Toby: Yeah just thinking about team communications, even if you had multiple microservices using the same tech stack, the structure could be one big team or split into a couple of teams. For example, if you had the option of coding in Go, and the main Go developer is on vacation, then the update won’t get pushed.

Varell: It’s quicker to get up to speed on a microservices app because it’s smaller — you wouldn’t really be looking at code that’s for a different feature because everything you’re looking at is part of the service you are responsible for. In that way, microservices are more streamlined.

Ryan: With microservices, you would have different versions and deploy a new version of your API, but continue to support the old version so nothing downstream breaks. But there’s often cross-team communication needed like: “Is everyone off of version two? Can that go away so we don’t have to support that anymore?”

Toby: You can kind of bake that into the contract if you agree to do semantic versioning, but even then yeah, you run into “We’d like to move to new framework X but we can’t because these two old projects run on this old framework, and we have to support it to keep it alive.” It’s hard.
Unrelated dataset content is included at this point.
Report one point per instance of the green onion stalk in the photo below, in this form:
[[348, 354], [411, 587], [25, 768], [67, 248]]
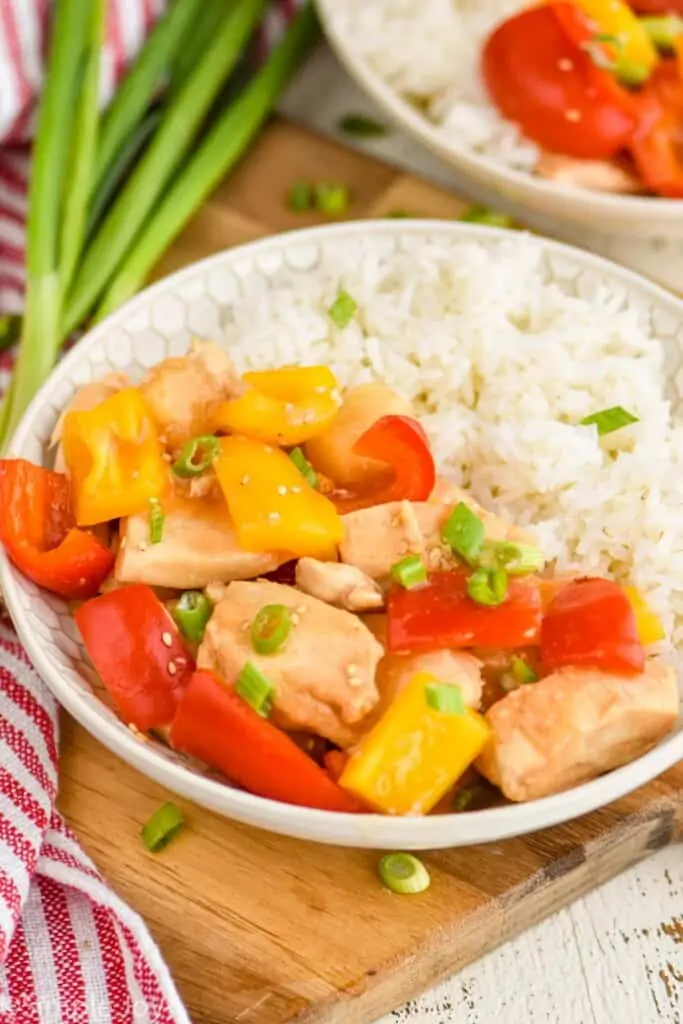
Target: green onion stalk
[[180, 123], [220, 151], [41, 335]]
Varell: Versioning for endpoints may be unnecessary because developers will see in their local environment if something breaks before they push to production.
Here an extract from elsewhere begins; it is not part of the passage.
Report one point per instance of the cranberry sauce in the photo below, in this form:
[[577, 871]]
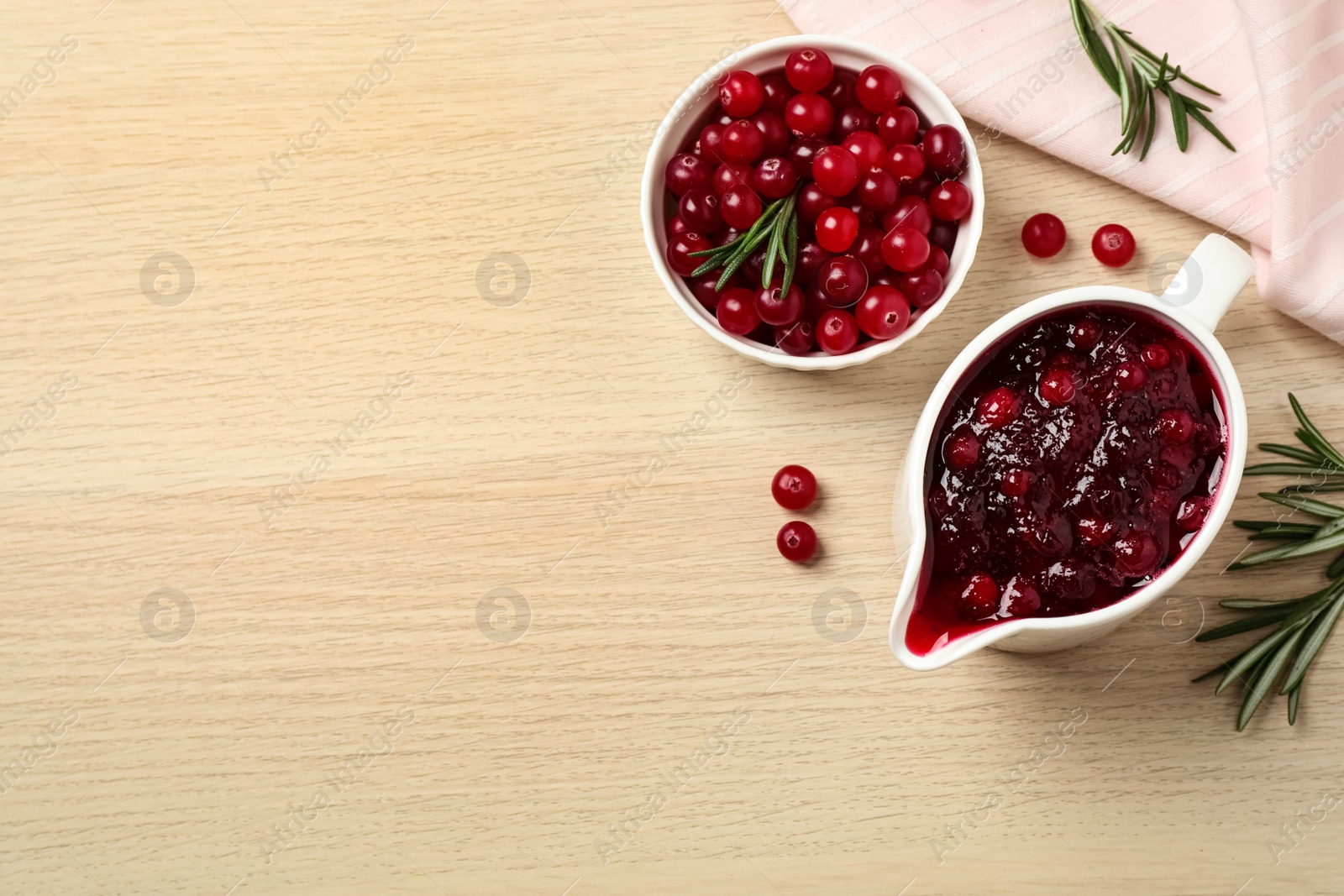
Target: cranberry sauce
[[1073, 464]]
What’s overlooked about either microservices or monolithic architecture?

Darcy: I don’t have hard data for this, but I highly suspect that monetary costs are overlooked with both — but more so with microservices because you have to pay for all the different services and applications that support each service plus the engineers.
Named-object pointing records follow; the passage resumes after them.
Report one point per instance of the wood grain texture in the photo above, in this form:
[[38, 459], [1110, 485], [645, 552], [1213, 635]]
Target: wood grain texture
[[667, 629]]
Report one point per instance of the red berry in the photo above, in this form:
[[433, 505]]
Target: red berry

You need more specialized engineering if you have a system with lots of different types of technologies because it requires developers familiar with specific tech stacks, DevOps, and numerous tools for monitoring and logging. Costs add up, so microservices can be unrealistic for many small and medium-size companies.

Varell: I guess my biggest ‘ick’ is when people get caught up in following trends. Both microservices and monolithic architecture are proven to work, you need to decide what’s best for you. Thought leaders start writing blog posts about the same topics and business professionals feel like they need to migrate to one thing.

It’s not a bad thing to learn what others are doing, but implementing a structure because others are is an overlooked thing. Just because others are using one type of architecture doesn’t mean it’s good for your situation. It’s good to read, learn, and see benefits of each architecture type, but it’s even better to draw a conclusion about if it’s the best thing for you right now.

Ryan: You can design a monolith to gain some of the benefits of microservices that we’ve mentioned, like being able to adapt and change quickly, by having well-defined module boundaries.

As your monolith evolves and the domain objects become established, you could even go as far as to separate modules’ data in the database and have different schemas for them. That has independent benefits for making your code easier to understand — making your system easier to understand and change — but also can give you more flexibility with what infrastructure the application is ultimately running on.

For example, if you had different modules that were separated, communicating via a message bus or some in-process facsimile of one, splitting one of those modules out to one or more microservices is not hard and doesn’t require a lot of changes to the code. If you write your monolith in a way that expects async communication, you can be a lot more agile and get the benefits of microservices when you need them.